Lawyer contests inheritance law over ‘erasure’ of women’s rights

Lawyer contests inheritance law over ‘erasure’ of women’s rights

PROMINENT labour lawyer Caleb Mucheche has launched a constitutional challenge against a decades-old inheritance law that he says “illegally erases” women’s property rights, a case that could become one of Zimbabwe’s most consequential gender-equality test cases since independence. 

In an application filed at the High Court on Tuesday, Mucheche is seeking to strike down Section 68(4) of the Administration of Estates Act, a colonial-era clause that effectively strips a surviving civil-law spouse, usually a woman, of inheritance rights if the deceased had an earlier customary union that was never formally dissolved. 

The challenge, filed against the Attorney-General and the Master of the High Court, argues that the provision “creates an unconstitutional and discriminatory hierarchy of spouses” by favouring customary-law partners over those in registered civil marriages. 

In his 80-page filing, Mucheche contends that the clause violates several constitutional provisions guaranteeing equality, property rights and gender justice. 

“The applicant avers that Section 68(4) of the Administration of Estates Act [Chapter 6:01] (the Impugned Provision) is unconstitutional, invalid and must be struck down for being inconsistent with Sections 56, 71 and 80(3) of the Constitution of Zimbabwe as supreme law,” the application reads. 

He argues that the law “directly violates Section 56 by creating an unjustifiable and discriminatory exclusionary hierarchy of spouses upon intestate death”. 

“The provision singles out and penalises a spouse who contracted a marriage under the Marriage Act [Chapter 5:11] (a civil marriage) solely because the deceased had a prior subsisting customary law union,” Mucheche states.  

“The effect is to nullify or severely diminish the civil marriage spouse’s inheritance rights, placing them in a position inferior to the customary law spouse and, in many cases, to other non-spousal relatives.  

“This constitutes discrimination based on marital status and the origin/type of marriage.” 

The dispute centres on a technical clause that parliament left intact when Zimbabwe overhauled its marriage and succession laws in 2019 and again in 2022.  
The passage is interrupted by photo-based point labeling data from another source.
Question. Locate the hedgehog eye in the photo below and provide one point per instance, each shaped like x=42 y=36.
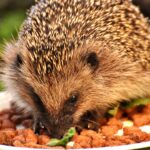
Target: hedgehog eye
x=73 y=99
x=92 y=60
x=18 y=61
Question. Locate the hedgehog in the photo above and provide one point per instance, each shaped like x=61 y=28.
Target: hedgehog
x=74 y=59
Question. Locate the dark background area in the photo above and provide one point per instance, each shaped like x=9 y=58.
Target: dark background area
x=13 y=12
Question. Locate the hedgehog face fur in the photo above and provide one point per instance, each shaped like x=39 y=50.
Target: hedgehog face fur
x=76 y=58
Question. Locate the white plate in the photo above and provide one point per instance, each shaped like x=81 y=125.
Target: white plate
x=5 y=99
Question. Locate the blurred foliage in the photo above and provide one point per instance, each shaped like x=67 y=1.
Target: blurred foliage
x=12 y=14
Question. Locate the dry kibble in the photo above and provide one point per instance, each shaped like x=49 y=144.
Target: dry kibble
x=6 y=123
x=109 y=130
x=30 y=136
x=106 y=135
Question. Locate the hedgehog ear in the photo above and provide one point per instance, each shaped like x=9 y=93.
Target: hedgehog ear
x=18 y=61
x=92 y=60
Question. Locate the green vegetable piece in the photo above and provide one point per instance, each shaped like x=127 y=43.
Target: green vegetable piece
x=62 y=142
x=136 y=102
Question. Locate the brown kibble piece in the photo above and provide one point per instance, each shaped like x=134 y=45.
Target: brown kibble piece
x=109 y=130
x=115 y=122
x=136 y=134
x=30 y=136
x=27 y=123
x=6 y=136
x=141 y=119
x=43 y=139
x=7 y=124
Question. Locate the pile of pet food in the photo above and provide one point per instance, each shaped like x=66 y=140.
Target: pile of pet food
x=127 y=123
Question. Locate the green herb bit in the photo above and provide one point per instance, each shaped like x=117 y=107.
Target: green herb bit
x=62 y=142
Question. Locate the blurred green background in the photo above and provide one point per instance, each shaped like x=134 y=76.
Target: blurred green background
x=13 y=12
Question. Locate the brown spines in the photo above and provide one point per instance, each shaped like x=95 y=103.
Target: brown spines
x=55 y=28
Section 68(4) directs that where a man dies intestate while still bound by a customary union, a subsequent civil marriage “shall be regarded as valid only for the purposes of Part IIIA” of the Act, a section governing polygamous estates. 

Mucheche argues that this wording amounts to “a legislative sleight-of-hand” that recognises the later civil marriage only to deny it the core protections of marriage, including the surviving spouse’s right to the matrimonial home and household property. 

The filing further contends that the clause unlawfully discriminates on the basis of gender and marital status, violating: Section 56 of the constitution, which guarantees equality before the law; Section 71, which protects the right to property; and Section 80(3), which mandates the equal status of all marriages, civil or customary. 

“The Impugned Provision violates Section 71 (Right to Property) by arbitrarily depriving the civil marriage spouse of their legitimate expectation of inheritance,” the submission states.  

“A spouse in a lawful, registered marriage has a clear and legitimate expectation of inheriting from their deceased partner’s intestate estate, an expectation integral to the marital patrimony and the security of the family unit. 

“By effectively nullifying the marriage for inheritance purposes, the Impugned Provision constitutes an arbitrary deprivation of property (or the legitimate expectation thereof) that is not sanctioned by a law of general application that is justifiable in a democratic society.  

“The provision denies the subsequent spouse the right to the spousal share they would otherwise be entitled to under the ordinary rules of intestate succession, thereby depriving them of existing or anticipated property rights without due process or a compelling legal justification.” 

In unusually strong language, the application describes Section 68(4) as “an anachronistic vestige of the Magaya v Magaya era”, a reference to the infamous 1999 Supreme Court ruling that denied daughters inheritance under customary law. 

That judgment, delivered under Zimbabwe’s old constitution, became emblematic of entrenched gender inequities that activists sought to dismantle under the 2013 rights-based charter.